There were several limitations to this study. First, this study was cross-sectional, so the causal relationship and long-term clinical outcomes could not be confirmed. Future prospective studies are needed to address the issues. Second, as no studies have documented the reliable abnormal values of a bilateral baPWV difference, we used 90 percentile of bilateral baPWV difference to classify our study patients. Third, we had no data of direct comparison between bilateral baPWV and carotid-femoral PWV difference. Fourth, the travelled path was longer at the right than at the left body side [44], which might contribute to the bilateral baPWV difference.
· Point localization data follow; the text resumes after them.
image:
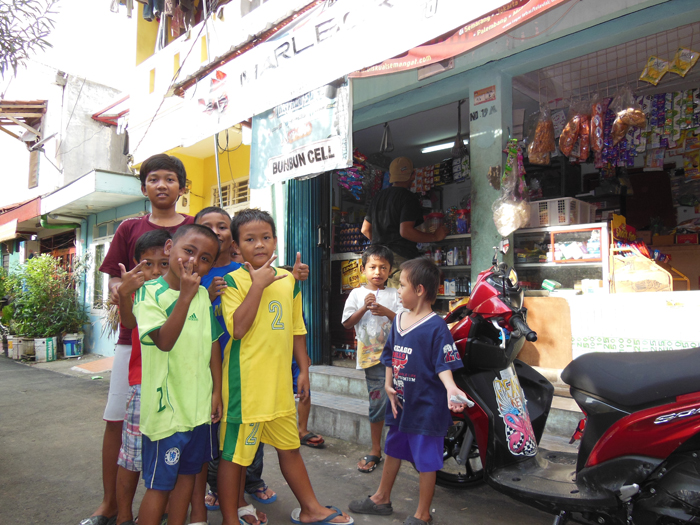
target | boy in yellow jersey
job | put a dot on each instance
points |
(262, 309)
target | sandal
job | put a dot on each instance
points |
(376, 460)
(318, 443)
(248, 510)
(213, 499)
(367, 506)
(260, 491)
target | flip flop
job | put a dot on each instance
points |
(248, 510)
(99, 520)
(375, 459)
(296, 512)
(367, 506)
(412, 520)
(308, 437)
(260, 490)
(216, 499)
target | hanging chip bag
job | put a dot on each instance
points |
(654, 70)
(684, 60)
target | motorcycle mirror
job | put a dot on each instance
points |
(504, 245)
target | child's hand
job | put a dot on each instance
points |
(131, 281)
(303, 386)
(380, 310)
(265, 275)
(217, 407)
(370, 301)
(300, 271)
(189, 280)
(393, 399)
(455, 407)
(216, 288)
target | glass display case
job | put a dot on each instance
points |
(575, 256)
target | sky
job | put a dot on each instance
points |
(88, 41)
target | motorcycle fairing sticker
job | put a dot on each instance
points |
(511, 407)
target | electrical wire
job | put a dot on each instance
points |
(172, 83)
(550, 27)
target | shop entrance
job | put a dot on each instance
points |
(443, 186)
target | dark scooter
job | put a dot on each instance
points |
(640, 436)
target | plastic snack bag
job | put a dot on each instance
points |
(542, 143)
(684, 60)
(598, 109)
(654, 70)
(629, 113)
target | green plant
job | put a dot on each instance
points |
(44, 298)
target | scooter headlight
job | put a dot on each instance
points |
(513, 278)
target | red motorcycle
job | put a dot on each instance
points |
(640, 437)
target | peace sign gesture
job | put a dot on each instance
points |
(300, 271)
(189, 280)
(131, 280)
(265, 275)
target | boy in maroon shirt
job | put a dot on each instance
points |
(163, 180)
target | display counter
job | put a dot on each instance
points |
(568, 327)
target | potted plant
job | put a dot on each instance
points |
(45, 304)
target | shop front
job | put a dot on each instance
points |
(598, 303)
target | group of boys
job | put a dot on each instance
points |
(195, 346)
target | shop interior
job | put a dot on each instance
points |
(650, 177)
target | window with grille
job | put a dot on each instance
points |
(234, 195)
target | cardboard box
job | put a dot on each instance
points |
(687, 238)
(662, 240)
(644, 235)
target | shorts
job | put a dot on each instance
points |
(239, 442)
(376, 377)
(118, 385)
(182, 453)
(130, 451)
(425, 452)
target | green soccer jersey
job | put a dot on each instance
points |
(176, 386)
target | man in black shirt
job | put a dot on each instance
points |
(393, 216)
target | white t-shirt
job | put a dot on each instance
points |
(372, 331)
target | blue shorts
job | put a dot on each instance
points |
(375, 376)
(425, 452)
(295, 374)
(182, 453)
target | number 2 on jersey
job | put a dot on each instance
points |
(276, 308)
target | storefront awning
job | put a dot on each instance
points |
(93, 193)
(8, 230)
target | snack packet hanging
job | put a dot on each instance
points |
(684, 59)
(543, 141)
(654, 70)
(598, 109)
(629, 113)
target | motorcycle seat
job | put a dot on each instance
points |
(636, 378)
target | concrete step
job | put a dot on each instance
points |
(339, 406)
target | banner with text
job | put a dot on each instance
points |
(325, 43)
(508, 17)
(304, 137)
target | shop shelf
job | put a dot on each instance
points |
(347, 256)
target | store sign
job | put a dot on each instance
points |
(465, 38)
(306, 136)
(615, 322)
(324, 44)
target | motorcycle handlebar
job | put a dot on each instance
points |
(523, 328)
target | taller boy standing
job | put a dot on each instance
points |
(262, 309)
(163, 180)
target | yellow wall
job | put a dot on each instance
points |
(146, 33)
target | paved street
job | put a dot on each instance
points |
(50, 440)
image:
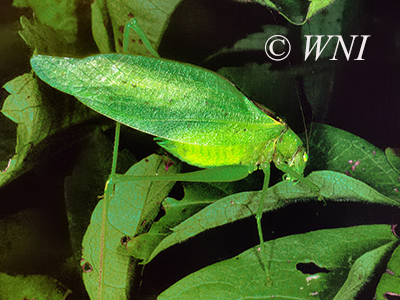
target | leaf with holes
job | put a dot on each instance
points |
(105, 261)
(313, 265)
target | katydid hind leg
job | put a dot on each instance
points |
(259, 214)
(134, 24)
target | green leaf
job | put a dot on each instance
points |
(393, 157)
(44, 39)
(105, 260)
(334, 186)
(197, 196)
(38, 118)
(38, 287)
(296, 11)
(337, 150)
(58, 15)
(362, 271)
(330, 254)
(390, 281)
(109, 18)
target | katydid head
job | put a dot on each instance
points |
(290, 157)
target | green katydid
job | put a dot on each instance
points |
(195, 114)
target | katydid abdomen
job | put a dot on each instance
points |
(197, 115)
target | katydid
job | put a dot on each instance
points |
(195, 114)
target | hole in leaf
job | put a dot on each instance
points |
(87, 268)
(125, 239)
(391, 296)
(310, 268)
(177, 191)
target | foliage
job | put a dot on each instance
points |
(151, 222)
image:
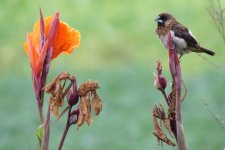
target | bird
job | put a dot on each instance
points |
(183, 41)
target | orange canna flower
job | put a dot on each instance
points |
(67, 38)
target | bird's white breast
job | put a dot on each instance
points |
(178, 43)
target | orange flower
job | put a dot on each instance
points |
(66, 40)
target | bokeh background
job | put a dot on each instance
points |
(118, 48)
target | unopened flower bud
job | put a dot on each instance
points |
(160, 82)
(74, 116)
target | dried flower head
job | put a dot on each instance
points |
(87, 91)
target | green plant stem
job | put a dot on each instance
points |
(65, 130)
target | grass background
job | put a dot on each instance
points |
(119, 49)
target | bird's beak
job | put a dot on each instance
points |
(159, 20)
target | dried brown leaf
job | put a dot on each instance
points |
(96, 103)
(87, 87)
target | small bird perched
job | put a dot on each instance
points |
(182, 37)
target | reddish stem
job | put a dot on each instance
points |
(175, 70)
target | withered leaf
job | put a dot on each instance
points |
(87, 87)
(96, 103)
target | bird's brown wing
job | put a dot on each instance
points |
(183, 32)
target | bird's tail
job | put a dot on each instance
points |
(209, 52)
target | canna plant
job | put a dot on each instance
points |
(50, 38)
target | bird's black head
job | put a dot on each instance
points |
(163, 18)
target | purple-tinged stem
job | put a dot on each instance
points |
(36, 85)
(175, 70)
(46, 131)
(65, 130)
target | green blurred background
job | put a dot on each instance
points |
(118, 48)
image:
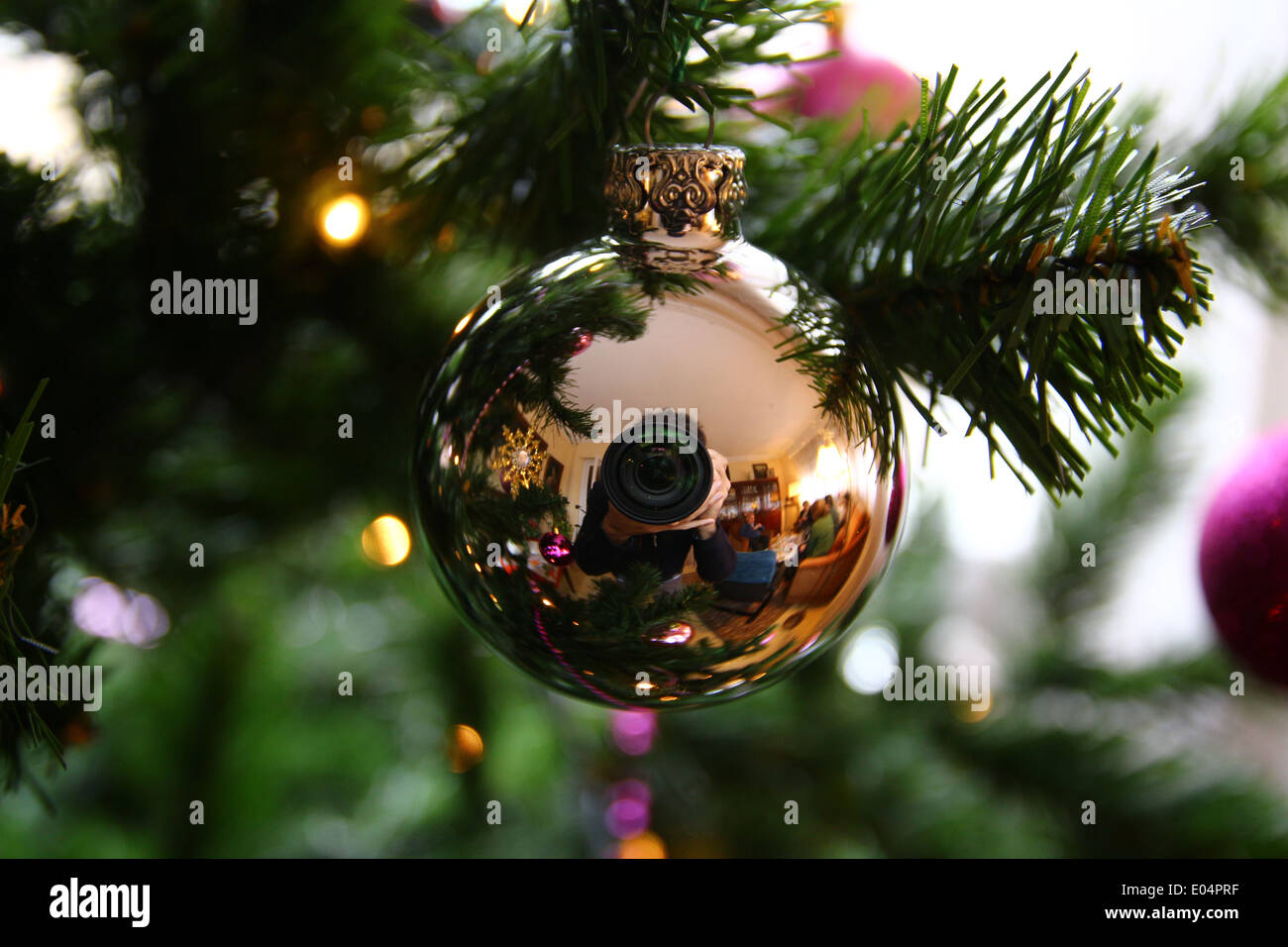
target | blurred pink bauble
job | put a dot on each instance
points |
(1243, 558)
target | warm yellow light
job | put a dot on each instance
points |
(385, 540)
(467, 749)
(518, 9)
(645, 845)
(828, 467)
(344, 219)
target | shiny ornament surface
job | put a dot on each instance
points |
(1243, 560)
(704, 350)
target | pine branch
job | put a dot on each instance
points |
(934, 239)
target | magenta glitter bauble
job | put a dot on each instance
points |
(555, 549)
(1243, 560)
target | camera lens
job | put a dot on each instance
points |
(657, 472)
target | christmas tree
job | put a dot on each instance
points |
(210, 505)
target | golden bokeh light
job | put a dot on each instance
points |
(465, 750)
(385, 540)
(644, 845)
(344, 221)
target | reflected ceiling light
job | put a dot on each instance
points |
(828, 464)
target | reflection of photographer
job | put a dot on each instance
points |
(658, 496)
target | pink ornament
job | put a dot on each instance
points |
(1243, 560)
(555, 549)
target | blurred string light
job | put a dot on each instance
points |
(108, 611)
(343, 221)
(465, 750)
(645, 845)
(870, 660)
(385, 540)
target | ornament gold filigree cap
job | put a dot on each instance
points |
(671, 191)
Finally, since the subjects of this study were already being evaluated for heart disease by echocardiography, it was susceptible to selection bias, making findings potentially less generalized.

In conclusion, our results demonstrated that ABI <0.9, high baPWV and high LVMI were significantly correlated with unequal arterial stiffness. In addition, interankle, but not interarm, systolic BP difference was associated with unequal arterial stiffness.